Todavia, mesmo que um Estado reconheça outro como membro ou parte da sociedade internacional - este reconhecimento pode demorar anos a concluir-se e envolver uma grande diversidade de negociações com vista a subscrever tratados internacionais com base nos quais se avalia a observação de um conjunto de normas.
Recorde-se, a título de exemplo, que o Brasil proclamou a sua independência em 1822, mas esse processo de reconhecimento por parte do Rei de Portugal só ocorreu três anos depois, em 1825, através de um Tratado de Paz e Aliança, o qual contou com os bons ofícios da Grão Bretanha, que hoje, curiosamente, precisa da ajuda de todos os países da União Europeia em resultado desse erro colossal que foi o Brexit iniciado, perversamente, pelo Sr. Cameron, de quem nunca mais se ouviu falar. Curiosamente, os EUA foi o primeiro país a reconhecer o recém-criado Brasil em 1824, um ano antes de Portugal o fazer.

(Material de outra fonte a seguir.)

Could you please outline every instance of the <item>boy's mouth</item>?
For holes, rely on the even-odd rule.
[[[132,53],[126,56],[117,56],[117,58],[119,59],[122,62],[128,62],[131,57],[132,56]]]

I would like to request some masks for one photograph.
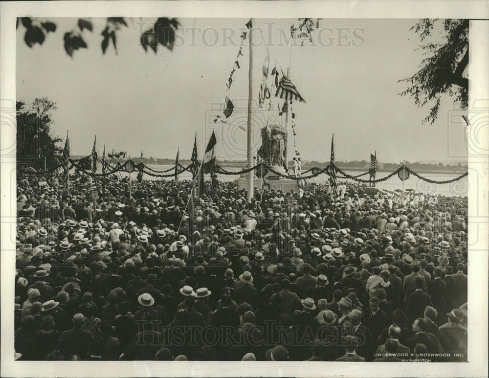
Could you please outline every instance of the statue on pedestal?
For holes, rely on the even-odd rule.
[[[265,164],[279,173],[285,173],[286,149],[287,134],[278,125],[273,125],[262,129],[262,145],[258,150],[258,156]]]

Ou seja, o reconhecimento de um Estado nascente por parte doutro(s) pode ser um processo simples e linear, mas também pode ser um processo longo e complexo e depender de inúmeras negociações e de variáveis e económicas e financeiras. E no caso da Venezuela, é bom lembrar que é dos maiores produtores de petrólo do mundo, ainda que não tenha grande capacidade em matéria de refinarias (que encerraram).
A posição de Portugal está enquadrada pela UE, de reconhecer Juan Guaidó, como o único actor capaz de encaminhar a Venezuela para eleições livres, justas, inclusivas e internacionalmente válidas. Atendendo a que Portugal tem uma grande comunidade de portugueses na Venezuela pode haver um risco destes serem mal tratados pelo regime de Maduro, como represália para com o governo português que, enquadrado pela UE, acabou por ir a reboque da posição norte-americana, que foi de reconhecimento político a Guaidó.
Imagine-se que, no limite, Maduro até assegura eleições livres e internacionalmente monitorizadas na Venezuela, e após o acto eleitoral Maduro consegue arrecadar mais votos e, desse modo, ganhar as eleições à oposição democrática...
Ainda que seja um cenário remoto, é lícito perguntar como ficará, nesse contexto, a posição de Portugal e do conjunto dos países da UE face à Venezuela?
Em suma: se Portugal e a comunidade internacional nada fizessem para ajudar os venezuelanos a sair daquela ditadura e situação económica e social explosiva havia, seguramente, elevados riscos de conflitualidade, fome, emigração, opressão, enfim, problemas humanitários e graves violações ao direito humenitário típicos das ditaduras. Como Portugal entende, e bem, alinhar com a posição da UE, no sentido de pressionar o ditador a conduzir o país para eleições livres e justas, o risco persiste igualmente.
Entre fazer algo e nada fazer, creio que a resposta é óbvia!!!